Certes, la lutte pour l’hégémonie entre Sunnites et Shiites, et notamment la volonté du président Obama de rééquilibrer la position des Etats-Unis entre ces deux groupes, a également contribué à conclure cette négociation. Bien qu’elle déplaisait à son allié Saoudien, les Etats-Unis l’ont poursuivie parce que le pétrole de schiste américain permettait de mécontenter son allié pétrolier depuis 1945.

Abondance d’hydrocarbures

C’est cette abondance en hydrocarbures au niveau mondial qui permet à l’Administration Trump de vouloir reprendre les sanctions envers l’Iran. En effet, entre-temps, les Etats-Unis sont devenus les premiers producteurs de pétrole au monde avec 12 Mb/j, devenus aussi exportateurs de gaz naturel et ont désormais en main les cartes que le Moyen-Orient avait dans les années 1970.

Le président Maduro.
Le président Maduro. ©REUTERS

L’arme géopolitique du pétrole moyen-oriental a donc fait long feu. La stratégie des anciens présidents iranien et vénézuélien – Ahmadinejad et Chavez comme Maduro à sa suite – qui rêvaient de mettre à genoux les États-Unis grâce à leurs réserves de pétrole, a lamentablement échoué. Qui plus est, l’Iran et le Venezuela ne sont pas des pays où il fait bon vivre.

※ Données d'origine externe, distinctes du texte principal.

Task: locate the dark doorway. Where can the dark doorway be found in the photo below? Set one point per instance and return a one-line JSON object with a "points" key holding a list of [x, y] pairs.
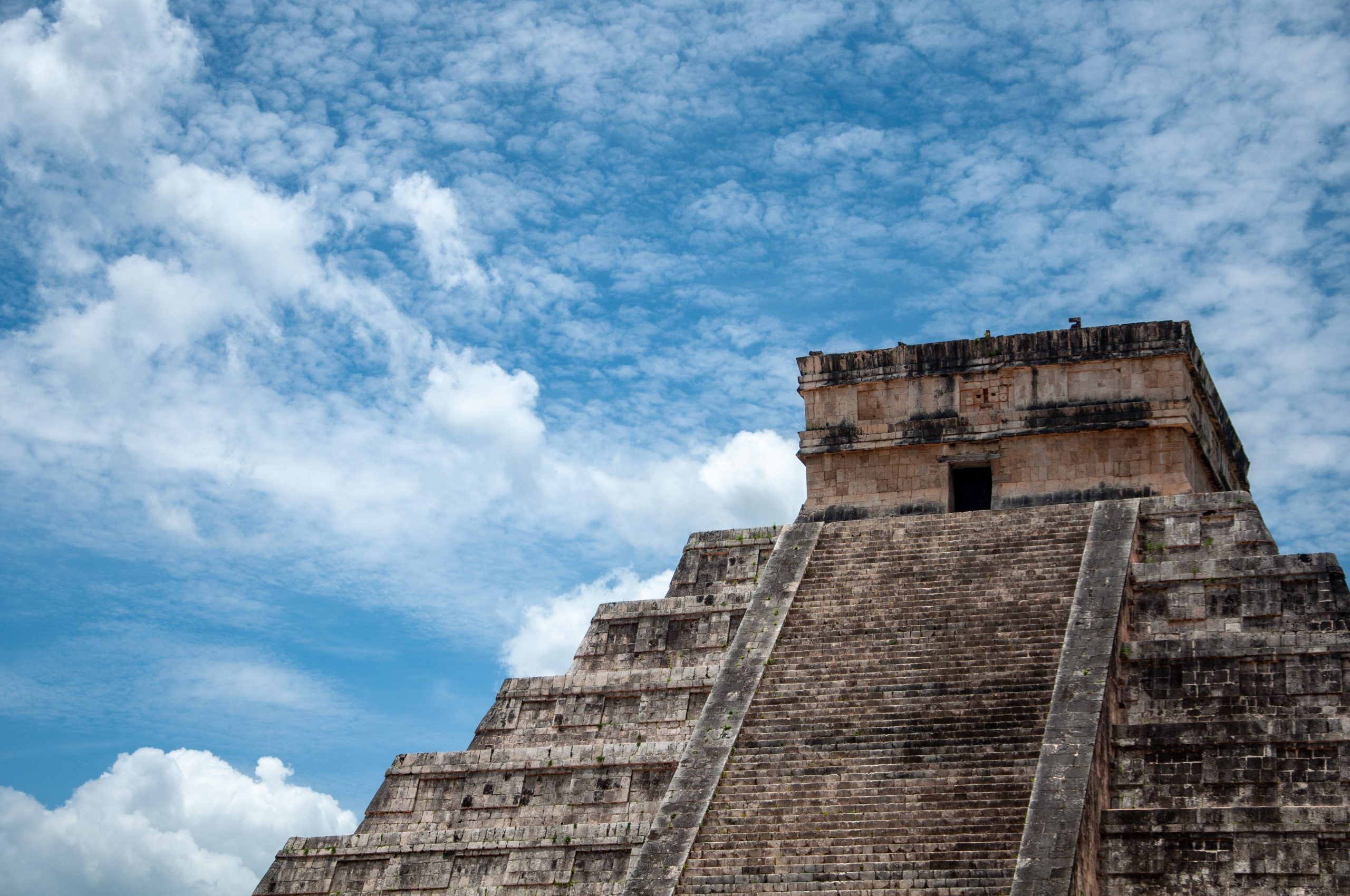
{"points": [[972, 488]]}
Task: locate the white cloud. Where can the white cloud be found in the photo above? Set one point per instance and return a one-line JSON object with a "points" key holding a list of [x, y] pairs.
{"points": [[550, 634], [481, 403], [442, 235], [756, 477], [99, 69], [180, 824]]}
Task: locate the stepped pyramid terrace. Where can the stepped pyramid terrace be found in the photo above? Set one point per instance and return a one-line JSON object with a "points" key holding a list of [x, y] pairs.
{"points": [[1029, 635]]}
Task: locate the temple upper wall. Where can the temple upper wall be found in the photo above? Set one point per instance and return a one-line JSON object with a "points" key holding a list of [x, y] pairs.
{"points": [[1050, 417]]}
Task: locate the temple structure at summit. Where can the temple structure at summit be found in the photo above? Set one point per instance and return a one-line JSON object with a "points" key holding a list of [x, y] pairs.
{"points": [[1029, 635]]}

Quelles leçons de cette longue période pétrolière devons-nous tirer?

Il n’y a aucune raison de désespérer de la capacité des ingénieurs à trouver des solutions aux problèmes qui se présenteront constamment à nous.

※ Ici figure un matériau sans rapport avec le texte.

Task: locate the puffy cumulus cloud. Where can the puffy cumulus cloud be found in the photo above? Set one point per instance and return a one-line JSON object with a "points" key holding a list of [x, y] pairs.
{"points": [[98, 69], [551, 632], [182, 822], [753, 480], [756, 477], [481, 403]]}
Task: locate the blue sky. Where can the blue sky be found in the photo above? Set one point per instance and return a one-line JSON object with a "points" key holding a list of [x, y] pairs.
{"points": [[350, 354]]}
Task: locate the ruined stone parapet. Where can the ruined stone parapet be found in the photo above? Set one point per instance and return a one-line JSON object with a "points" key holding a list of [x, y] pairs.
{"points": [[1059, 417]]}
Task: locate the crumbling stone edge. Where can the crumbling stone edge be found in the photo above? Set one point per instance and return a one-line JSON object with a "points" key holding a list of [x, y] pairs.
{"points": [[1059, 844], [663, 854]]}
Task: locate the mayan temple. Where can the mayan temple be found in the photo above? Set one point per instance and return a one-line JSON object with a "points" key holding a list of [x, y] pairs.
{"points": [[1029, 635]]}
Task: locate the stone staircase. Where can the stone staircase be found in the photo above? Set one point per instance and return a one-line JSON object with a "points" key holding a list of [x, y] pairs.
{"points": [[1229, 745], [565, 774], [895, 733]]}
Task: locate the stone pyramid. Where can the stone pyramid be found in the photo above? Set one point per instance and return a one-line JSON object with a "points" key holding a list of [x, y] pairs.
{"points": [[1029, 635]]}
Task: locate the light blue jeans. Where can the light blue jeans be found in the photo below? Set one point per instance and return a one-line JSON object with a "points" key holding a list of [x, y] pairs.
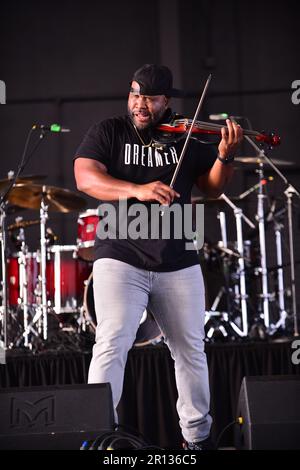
{"points": [[177, 301]]}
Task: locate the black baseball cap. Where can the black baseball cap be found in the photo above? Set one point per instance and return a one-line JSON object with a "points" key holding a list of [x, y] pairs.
{"points": [[156, 80]]}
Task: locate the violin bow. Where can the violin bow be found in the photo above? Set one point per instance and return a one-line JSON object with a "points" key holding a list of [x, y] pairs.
{"points": [[183, 151]]}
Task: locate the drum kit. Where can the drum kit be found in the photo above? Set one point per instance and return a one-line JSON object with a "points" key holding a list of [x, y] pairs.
{"points": [[244, 305], [55, 281]]}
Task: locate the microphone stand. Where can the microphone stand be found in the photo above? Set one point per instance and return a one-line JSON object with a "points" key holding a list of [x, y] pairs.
{"points": [[4, 310], [289, 193], [238, 213]]}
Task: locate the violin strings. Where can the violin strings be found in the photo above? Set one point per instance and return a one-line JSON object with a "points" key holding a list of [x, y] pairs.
{"points": [[211, 126]]}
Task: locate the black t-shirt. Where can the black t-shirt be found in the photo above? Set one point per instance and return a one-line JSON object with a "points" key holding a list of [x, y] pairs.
{"points": [[115, 143]]}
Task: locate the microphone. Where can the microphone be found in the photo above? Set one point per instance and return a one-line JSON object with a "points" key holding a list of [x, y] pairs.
{"points": [[51, 128], [222, 117], [218, 117]]}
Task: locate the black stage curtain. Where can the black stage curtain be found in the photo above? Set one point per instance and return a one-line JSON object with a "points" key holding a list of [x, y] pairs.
{"points": [[149, 396]]}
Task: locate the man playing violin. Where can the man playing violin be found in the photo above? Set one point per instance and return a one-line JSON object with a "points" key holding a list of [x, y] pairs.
{"points": [[119, 160]]}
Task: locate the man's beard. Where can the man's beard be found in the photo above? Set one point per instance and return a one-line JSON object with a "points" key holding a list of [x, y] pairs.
{"points": [[153, 119]]}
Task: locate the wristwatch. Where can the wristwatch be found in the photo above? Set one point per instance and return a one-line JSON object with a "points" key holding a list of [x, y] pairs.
{"points": [[226, 160]]}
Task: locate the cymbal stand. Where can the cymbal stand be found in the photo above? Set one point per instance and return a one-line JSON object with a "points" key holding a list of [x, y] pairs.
{"points": [[43, 279], [222, 219], [42, 307], [289, 193], [262, 243], [282, 312], [238, 213], [23, 281], [4, 306]]}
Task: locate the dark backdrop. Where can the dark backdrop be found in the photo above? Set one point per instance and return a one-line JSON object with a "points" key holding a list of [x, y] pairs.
{"points": [[70, 62]]}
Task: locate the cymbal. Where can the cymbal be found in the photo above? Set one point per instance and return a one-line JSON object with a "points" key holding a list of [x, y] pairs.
{"points": [[214, 200], [22, 179], [257, 160], [57, 199], [23, 224]]}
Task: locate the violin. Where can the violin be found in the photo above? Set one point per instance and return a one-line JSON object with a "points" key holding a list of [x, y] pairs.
{"points": [[180, 127]]}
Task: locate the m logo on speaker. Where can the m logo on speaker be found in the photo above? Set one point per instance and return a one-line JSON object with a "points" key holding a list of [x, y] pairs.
{"points": [[28, 414], [2, 92]]}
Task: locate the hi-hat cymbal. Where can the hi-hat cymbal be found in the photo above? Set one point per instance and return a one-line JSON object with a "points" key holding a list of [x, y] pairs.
{"points": [[22, 179], [57, 199], [257, 160], [23, 224]]}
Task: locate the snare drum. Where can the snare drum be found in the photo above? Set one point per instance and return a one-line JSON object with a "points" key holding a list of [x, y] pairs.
{"points": [[148, 332], [16, 279], [86, 233], [66, 276]]}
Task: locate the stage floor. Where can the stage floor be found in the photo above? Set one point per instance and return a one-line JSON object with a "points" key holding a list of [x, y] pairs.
{"points": [[148, 402]]}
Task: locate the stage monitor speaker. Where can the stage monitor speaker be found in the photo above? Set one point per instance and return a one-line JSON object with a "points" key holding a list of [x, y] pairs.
{"points": [[54, 417], [269, 407]]}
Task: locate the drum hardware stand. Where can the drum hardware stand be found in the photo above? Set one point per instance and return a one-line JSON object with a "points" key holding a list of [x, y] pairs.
{"points": [[282, 312], [4, 306], [262, 243], [289, 193], [42, 306], [226, 326], [238, 213], [23, 300]]}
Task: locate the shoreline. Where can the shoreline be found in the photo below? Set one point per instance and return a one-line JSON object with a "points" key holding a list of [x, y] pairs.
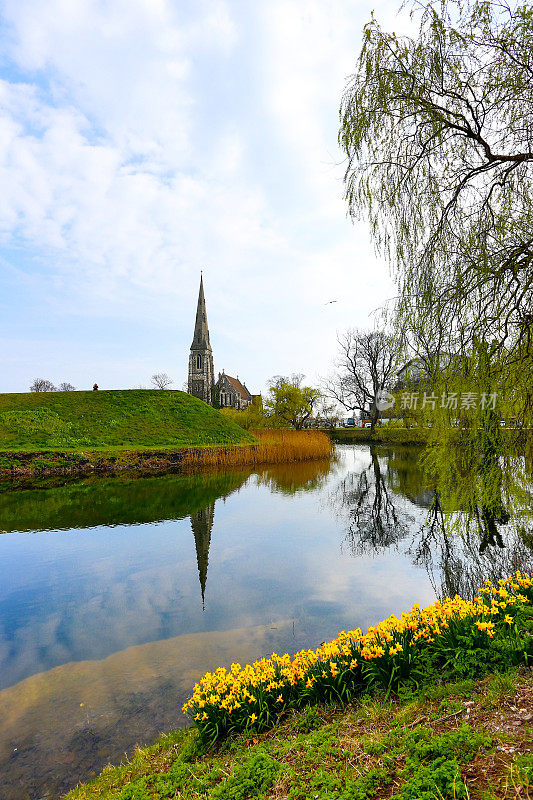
{"points": [[16, 465]]}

Premièrement, ne pas croire les modélisations: puisqu’un ordinateur ne peut prévoir l’avenir pourquoi définir des politiques sur base de ces projections même si des scientifiques veulent vous le faire croire ? Deuxièmement, poursuivre la recherche technologique y compris dans le domaine des hydrocarbures qui resteront incontournables. Ce sont les nouvelles technologies qui ont permis de museler la géopolitique et la peur. Il n’y a aucune raison de désespérer de la capacité des ingénieurs à trouver des solutions aux problèmes qui se présenteront constamment à nous.